First, landlords should engage openly and constructively with stressed tenants at an early stage. Doing so should increase the likelihood that a bilateral agreement can be struck outside of a restructuring plan as and when such a plan is proposed. In the Cineworld Case, a number of such agreements were reached prior to the proposed restructuring plan being voted on. Our experience is that stressed companies will, on account of the cost and uncertainty of the restructuring plan process very often make the proposal of a plan a last resort. We have also seen numerous instances of a pending restructuring plan being used as "lever" to obtaining such agreements.
Another lesson coming from the Cineworld judgment is that landlords (and indeed any other creditor wishing to object to a restructuring plan) should ensure that any concerns and objections are raised as early as possible. Mr Justice Miles was critical of the fact that the Opposing Creditors had only raised their objections and sought injunctive relief at almost the last moment before the sanction hearing. The failure of the Opposing Creditors to make their submissions at the convening hearing led to the proposed restructuring plan proceeding on the basis that their leases were to be included and the plan had been modelled on that basis.
Finally, landlords who wish to challenge a restructuring plan must carefully consider the basis on which such a challenge is made and the prospects of success. In these types of cases, a challenge will generally need to be based on either the correctness or otherwise of the "relevant alternative" to the restructuring plan. That will almost invariably be the administration or liquidation of the company proposing the plan. Alternatively or in addition, a creditor wishing to challenge a restructuring plan may wish to argue that it is in some way unfair.

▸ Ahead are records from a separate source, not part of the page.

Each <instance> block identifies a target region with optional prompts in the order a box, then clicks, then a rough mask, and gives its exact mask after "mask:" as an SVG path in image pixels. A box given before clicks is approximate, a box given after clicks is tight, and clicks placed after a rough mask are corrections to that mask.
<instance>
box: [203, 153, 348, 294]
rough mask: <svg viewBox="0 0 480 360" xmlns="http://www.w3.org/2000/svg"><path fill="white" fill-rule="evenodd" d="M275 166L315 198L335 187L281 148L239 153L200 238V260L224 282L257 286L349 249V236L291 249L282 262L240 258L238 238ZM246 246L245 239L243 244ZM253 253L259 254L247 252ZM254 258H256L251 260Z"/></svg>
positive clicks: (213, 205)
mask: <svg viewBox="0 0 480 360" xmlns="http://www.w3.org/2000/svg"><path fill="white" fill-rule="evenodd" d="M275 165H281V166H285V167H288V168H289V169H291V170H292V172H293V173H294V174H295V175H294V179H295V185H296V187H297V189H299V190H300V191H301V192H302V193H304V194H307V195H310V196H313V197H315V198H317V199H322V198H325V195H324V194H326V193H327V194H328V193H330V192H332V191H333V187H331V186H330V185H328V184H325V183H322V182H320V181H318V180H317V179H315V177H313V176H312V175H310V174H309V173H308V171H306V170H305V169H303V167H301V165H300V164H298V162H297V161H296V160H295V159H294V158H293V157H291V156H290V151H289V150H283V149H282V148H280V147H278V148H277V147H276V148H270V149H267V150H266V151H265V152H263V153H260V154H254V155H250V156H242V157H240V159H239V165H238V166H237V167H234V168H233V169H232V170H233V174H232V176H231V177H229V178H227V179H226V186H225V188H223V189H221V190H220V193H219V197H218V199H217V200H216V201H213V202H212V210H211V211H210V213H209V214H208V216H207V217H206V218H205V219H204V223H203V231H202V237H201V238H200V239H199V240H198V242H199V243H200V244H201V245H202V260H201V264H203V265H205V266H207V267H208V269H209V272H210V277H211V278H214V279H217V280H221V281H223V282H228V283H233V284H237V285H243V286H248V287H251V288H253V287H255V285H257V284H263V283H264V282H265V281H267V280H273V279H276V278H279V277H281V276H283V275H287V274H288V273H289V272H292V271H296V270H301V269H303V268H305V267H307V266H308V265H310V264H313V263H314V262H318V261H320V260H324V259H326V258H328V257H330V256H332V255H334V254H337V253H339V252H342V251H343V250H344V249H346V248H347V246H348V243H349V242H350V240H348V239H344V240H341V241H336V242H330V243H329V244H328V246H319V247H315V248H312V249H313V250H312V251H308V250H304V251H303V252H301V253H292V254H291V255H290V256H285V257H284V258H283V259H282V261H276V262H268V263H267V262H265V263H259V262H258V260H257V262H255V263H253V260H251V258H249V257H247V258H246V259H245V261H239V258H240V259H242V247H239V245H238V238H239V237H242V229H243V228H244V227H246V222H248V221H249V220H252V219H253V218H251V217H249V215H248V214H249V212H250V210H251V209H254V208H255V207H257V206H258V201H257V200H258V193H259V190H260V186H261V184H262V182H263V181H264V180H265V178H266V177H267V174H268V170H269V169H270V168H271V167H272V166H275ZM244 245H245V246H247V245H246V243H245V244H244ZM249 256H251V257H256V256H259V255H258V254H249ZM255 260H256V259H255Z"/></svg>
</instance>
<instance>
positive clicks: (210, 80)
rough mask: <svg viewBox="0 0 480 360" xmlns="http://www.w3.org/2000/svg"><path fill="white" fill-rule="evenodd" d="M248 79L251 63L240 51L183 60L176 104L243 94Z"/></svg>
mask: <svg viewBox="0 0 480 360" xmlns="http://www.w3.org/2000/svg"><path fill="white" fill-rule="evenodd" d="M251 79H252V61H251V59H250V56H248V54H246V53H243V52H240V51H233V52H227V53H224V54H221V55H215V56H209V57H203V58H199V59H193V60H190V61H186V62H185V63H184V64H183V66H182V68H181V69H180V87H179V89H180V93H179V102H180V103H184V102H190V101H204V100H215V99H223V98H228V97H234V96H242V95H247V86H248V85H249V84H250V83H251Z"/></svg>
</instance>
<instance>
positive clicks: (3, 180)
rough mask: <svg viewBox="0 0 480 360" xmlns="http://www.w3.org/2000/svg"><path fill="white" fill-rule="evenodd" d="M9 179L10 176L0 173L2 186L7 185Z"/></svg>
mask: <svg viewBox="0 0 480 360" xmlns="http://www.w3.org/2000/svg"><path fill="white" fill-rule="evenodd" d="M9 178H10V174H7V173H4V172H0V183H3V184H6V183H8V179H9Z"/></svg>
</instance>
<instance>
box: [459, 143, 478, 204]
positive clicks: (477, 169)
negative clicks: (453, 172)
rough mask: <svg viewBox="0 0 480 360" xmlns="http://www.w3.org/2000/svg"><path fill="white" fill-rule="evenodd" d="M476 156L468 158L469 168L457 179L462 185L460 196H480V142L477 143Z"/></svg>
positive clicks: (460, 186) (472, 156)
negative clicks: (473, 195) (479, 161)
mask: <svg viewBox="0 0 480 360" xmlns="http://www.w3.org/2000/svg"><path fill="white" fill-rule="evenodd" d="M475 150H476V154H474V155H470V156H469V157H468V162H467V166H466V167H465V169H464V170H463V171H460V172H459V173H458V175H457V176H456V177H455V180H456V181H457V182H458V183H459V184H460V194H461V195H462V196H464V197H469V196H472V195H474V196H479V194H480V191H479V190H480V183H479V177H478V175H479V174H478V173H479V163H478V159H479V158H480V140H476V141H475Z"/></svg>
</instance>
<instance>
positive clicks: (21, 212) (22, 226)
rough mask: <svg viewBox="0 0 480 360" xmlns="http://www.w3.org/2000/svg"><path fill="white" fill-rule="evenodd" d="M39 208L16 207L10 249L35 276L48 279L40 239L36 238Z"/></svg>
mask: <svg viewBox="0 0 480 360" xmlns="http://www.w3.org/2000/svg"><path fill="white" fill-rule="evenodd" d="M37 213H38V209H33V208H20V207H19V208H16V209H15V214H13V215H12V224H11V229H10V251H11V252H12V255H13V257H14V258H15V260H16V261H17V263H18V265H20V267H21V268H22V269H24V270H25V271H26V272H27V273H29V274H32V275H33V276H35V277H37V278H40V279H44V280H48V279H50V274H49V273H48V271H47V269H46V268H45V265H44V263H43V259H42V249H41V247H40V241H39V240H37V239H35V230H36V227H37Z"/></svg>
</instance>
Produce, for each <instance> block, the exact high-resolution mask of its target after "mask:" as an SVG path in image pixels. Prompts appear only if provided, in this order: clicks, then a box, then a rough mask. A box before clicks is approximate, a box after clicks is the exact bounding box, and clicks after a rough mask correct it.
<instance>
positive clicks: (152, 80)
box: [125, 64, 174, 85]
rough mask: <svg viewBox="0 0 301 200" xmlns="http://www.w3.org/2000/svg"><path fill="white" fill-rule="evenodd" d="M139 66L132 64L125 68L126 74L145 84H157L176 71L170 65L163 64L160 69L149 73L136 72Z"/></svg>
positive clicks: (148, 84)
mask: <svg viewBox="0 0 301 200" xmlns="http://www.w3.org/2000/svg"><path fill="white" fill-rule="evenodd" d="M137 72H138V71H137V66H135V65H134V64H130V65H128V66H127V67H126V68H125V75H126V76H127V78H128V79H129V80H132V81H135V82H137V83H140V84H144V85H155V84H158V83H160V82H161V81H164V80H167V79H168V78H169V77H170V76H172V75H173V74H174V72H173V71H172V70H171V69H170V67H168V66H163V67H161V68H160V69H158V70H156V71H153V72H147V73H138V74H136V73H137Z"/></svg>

The making of any such challenge will inevitably be costly due to the need for expert evidence, along with the fact-based nature of the restructuring plan process. Hence any creditor wishing to make a challenge should always give, with the assistance of its legal and financial advisors, serious consideration to whether a challenge to a plan will in fact be no more than "throwing good money after bad".
The law and practice in relation to restructuring plans has been evolving rapidly over the past few years and it continues to do so. Hence landlords and other creditors will need to remain vigilant and proactive in any case where they are engaging with a counterparty that encounters financial stress, or indeed distress. The Cineworld Case is yet another salutary reminder of the need for strategic planning and early intervention in the face of actual or potential restructuring scenarios.